The Commerce Department reported that the economy grew at a 5 percent annual rate in the July-September period, powered by stronger consumer spending and business investment - the fastest quarterly growth since the summer of 2003.
Consumer spending grew at the fastest pace in three months in November, while income posted the best gain in five months. Factory orders for durable goods declined last month. And sales of new homes slid 1.6 percent in November to a seasonally adjusted annual rate of 438,000, the second consecutive monthly decline.

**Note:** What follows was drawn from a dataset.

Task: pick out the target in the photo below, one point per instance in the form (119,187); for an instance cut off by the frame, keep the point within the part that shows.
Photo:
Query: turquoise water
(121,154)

Benchmark U.S. crude rose $1.86 to close at $57.12 a barrel. The price has fallen by about half from a peak of $107 a barrel in June due to abundant supplies and waning global demand for energy.
Brent crude, a benchmark for international oils used by many U.S. refineries, rose $1.58 to close at $61.69 in London.
In other energy trading, wholesale gasoline rose 3.5 cents to close at $1.57 a gallon, while heating oil added four cents to close at $1.99 a gallon. Natural gas rose 2.7 cents to close at $3.17 per 1,000 cubic feet.
In metals trading, gold slipped $1.80 to $1,178 an ounce. Silver edged up eight cents to $15.77 an ounce and copper slipped less than a penny to $2.87 a pound.
The rally in stocks dampened demand for bonds, pushing U.S. government bond prices lower. The yield on the 10-year Treasury note rose to 2.26 percent.
On Wednesday, U.S. and European markets close early ahead of the Christmas holiday.